Outer Wilds is the game that I’ll try out next from the publisher – it’s build up a great reputation for itself as another innovative game with an intriguing gameplay mechanic, and it comes with a strong recommendation from my friend. The Pathless is another one I’m itching to try on my PS5, and looks like it might be the biggest game that AnnaPurna have released thus far. Kentucky Route Zero is also extremely enticing, so I’m looking forward to playing that on my Nintendo Switch, which has become somewhat of an indie games machine for me as of late. These are just the games that have already been released though. 2021 is set to see AnnaPurna grow yet again – they currently have nine games slated for release this year over a variety of systems, their biggest release year so far. The Artful Escape looks to have a beautiful art style and intriguing storyline, and Last Stop looks like it’ll offer something fresh by taking place in modern day London. Neon White, revealed at one of Nintendo’s Direct events looks like it’ll be an adrenaline fueled action game that’s a change of pace from AnnaPurna’s typical fare, which I’m also very excited about.

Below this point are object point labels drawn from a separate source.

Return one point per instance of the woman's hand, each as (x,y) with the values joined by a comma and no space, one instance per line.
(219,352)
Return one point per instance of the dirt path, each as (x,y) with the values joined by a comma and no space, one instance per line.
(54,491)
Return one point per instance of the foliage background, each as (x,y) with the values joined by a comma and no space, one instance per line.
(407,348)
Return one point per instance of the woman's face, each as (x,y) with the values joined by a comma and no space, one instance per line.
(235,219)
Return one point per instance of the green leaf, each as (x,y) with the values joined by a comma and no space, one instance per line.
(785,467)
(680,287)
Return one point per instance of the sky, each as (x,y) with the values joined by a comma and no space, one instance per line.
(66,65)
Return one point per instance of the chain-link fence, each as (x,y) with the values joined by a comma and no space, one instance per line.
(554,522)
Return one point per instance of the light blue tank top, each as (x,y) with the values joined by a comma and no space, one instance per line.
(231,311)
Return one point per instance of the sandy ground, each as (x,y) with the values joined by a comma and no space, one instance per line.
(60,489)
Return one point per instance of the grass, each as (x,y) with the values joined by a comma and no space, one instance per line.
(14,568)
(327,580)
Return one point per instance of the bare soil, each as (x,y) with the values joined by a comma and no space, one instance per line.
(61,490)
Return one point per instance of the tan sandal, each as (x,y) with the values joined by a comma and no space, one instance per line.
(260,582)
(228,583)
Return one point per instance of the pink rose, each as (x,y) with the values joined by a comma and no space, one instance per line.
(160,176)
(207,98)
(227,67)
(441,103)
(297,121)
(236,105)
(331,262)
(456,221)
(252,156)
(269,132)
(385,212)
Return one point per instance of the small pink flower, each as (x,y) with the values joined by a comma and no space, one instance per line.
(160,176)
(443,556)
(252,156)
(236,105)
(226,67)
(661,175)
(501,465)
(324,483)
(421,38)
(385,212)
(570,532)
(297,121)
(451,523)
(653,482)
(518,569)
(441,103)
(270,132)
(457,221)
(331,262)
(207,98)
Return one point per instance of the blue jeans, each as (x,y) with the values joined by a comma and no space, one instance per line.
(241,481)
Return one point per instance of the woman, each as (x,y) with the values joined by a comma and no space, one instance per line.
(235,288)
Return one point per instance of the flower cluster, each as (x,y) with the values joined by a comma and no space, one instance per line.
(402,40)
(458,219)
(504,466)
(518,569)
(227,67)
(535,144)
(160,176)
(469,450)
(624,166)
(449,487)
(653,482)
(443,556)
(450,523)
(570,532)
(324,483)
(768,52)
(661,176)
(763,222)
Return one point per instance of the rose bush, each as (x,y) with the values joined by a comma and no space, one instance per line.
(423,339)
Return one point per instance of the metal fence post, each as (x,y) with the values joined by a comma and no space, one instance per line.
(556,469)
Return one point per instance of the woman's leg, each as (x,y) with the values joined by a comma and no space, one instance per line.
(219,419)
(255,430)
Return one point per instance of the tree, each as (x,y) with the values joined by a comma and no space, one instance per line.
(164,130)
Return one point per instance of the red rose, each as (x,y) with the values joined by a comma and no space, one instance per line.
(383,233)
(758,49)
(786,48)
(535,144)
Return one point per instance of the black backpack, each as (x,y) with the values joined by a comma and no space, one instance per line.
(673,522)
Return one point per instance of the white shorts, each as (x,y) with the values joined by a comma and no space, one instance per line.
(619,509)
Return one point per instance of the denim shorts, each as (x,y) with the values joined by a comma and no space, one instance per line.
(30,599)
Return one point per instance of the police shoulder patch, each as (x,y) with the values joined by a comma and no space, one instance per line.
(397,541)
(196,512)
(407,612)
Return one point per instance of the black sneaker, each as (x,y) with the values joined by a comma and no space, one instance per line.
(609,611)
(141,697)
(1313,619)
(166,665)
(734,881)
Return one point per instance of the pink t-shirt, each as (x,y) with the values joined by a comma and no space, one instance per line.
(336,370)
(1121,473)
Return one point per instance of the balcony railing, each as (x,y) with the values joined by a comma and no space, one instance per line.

I’ve got to say that the future is certainly looking bright for this type of game created on a smaller budget. For a while, indie gaming seemed to be heading pretty quickly towards a future of pixel art and roguelikes, so it’s a joy to see that, even inside the indie world, more fully fleshed out and modern games are starting to be released. Yes, it might be disappointing to hear that big developers such as Sony, which have a history of supporting innovative and unique smaller games such as Ico might be moving out of that space, but that’s not to say those types of games are going to disappear – with developers and publishers like AnnaPurna stepping up to fill those gaps in the market, we’re going to be royally fed for a while to come yet.